Apa Benar Kita Lebih Radikal?

Apa Benar Kita Lebih Radikal?

Apa Benar Kita Lebih Radikal?

Pada usia 10 tahun, saya melabrak seorang teman karena melewati kiblat shalat saya. Ia protes dan merasa tak bersalah. Saya bilang, untung saja saya hanya melabraknya, sementara ada hadis yang menyatakan siapa yang menerabas kiblat orang shalat boleh dibunuh.

Ketika usia SMP, saya membaca secara rakus bacaan-bacaan yang mungkin sekarang ini bisa dijadikan bukti oleh Densus 88 untuk meneroriskan orang. Setelah majalah Sabili dibredel di awal 90-an, saya membaca majalah penggantinya, Intilaq, yang lebih keras dan lebih internasional. Saya masih mengingat tangisan saya ketika membaca kisah bocah Somalia yang mati kelaparan dengan memeluk al-Quran setelah ia tak memperoleh jatah roti ransum dari Pasukan Keamanan PBB karena tak menuruti tuntutan untuk melepas al-Quran yang dipegangnya.

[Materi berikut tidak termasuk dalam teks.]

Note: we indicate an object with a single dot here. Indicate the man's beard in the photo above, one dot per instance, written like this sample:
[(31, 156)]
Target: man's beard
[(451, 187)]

Pada saat bersamaan, kisah-kisah tentang Syeh Yasin dari Hamas menjadi pembangkit amarah sekaligus semangat. Foto-foto Syeh Massoud dari Mujahiddin saya gunting dan tempel, dan terus saya kagumi. Nama Gulbuddin Hekmatyar, Perdana Menteri Afganistan, terdengar begitu merdu di telinga, hingga saya mengangankan, kelak kalau punya anak saya akan kasih nama macam itu. Dan, tak ketinggalan, pusing di kepala: bagaimana bisa orang bernama Najibullah menjadi “boneka Komunis Soviet”?

***

Di SMA, masuk di sebuah pesantren yang mengajarkan semua jenis doa iftitah itu boleh, juga menganjurkan untuk menghafal dan mengamalkan qunut sebagai kebajikan yang tak perlu diragukan, saya malah keranjingan nasyid-nasyid beraroma Intifada. Saya masih hafal pembuka lagu itu: “Ketika laras senapan meretakkan tulang-tulang// Ketika anjing-anjing Samir merobek kehormatan// Ketika dengan batu dan iman kami bertahan// Sedang apakah kalian, sedang apa?// Sedang apakah kalian, sedang apa?…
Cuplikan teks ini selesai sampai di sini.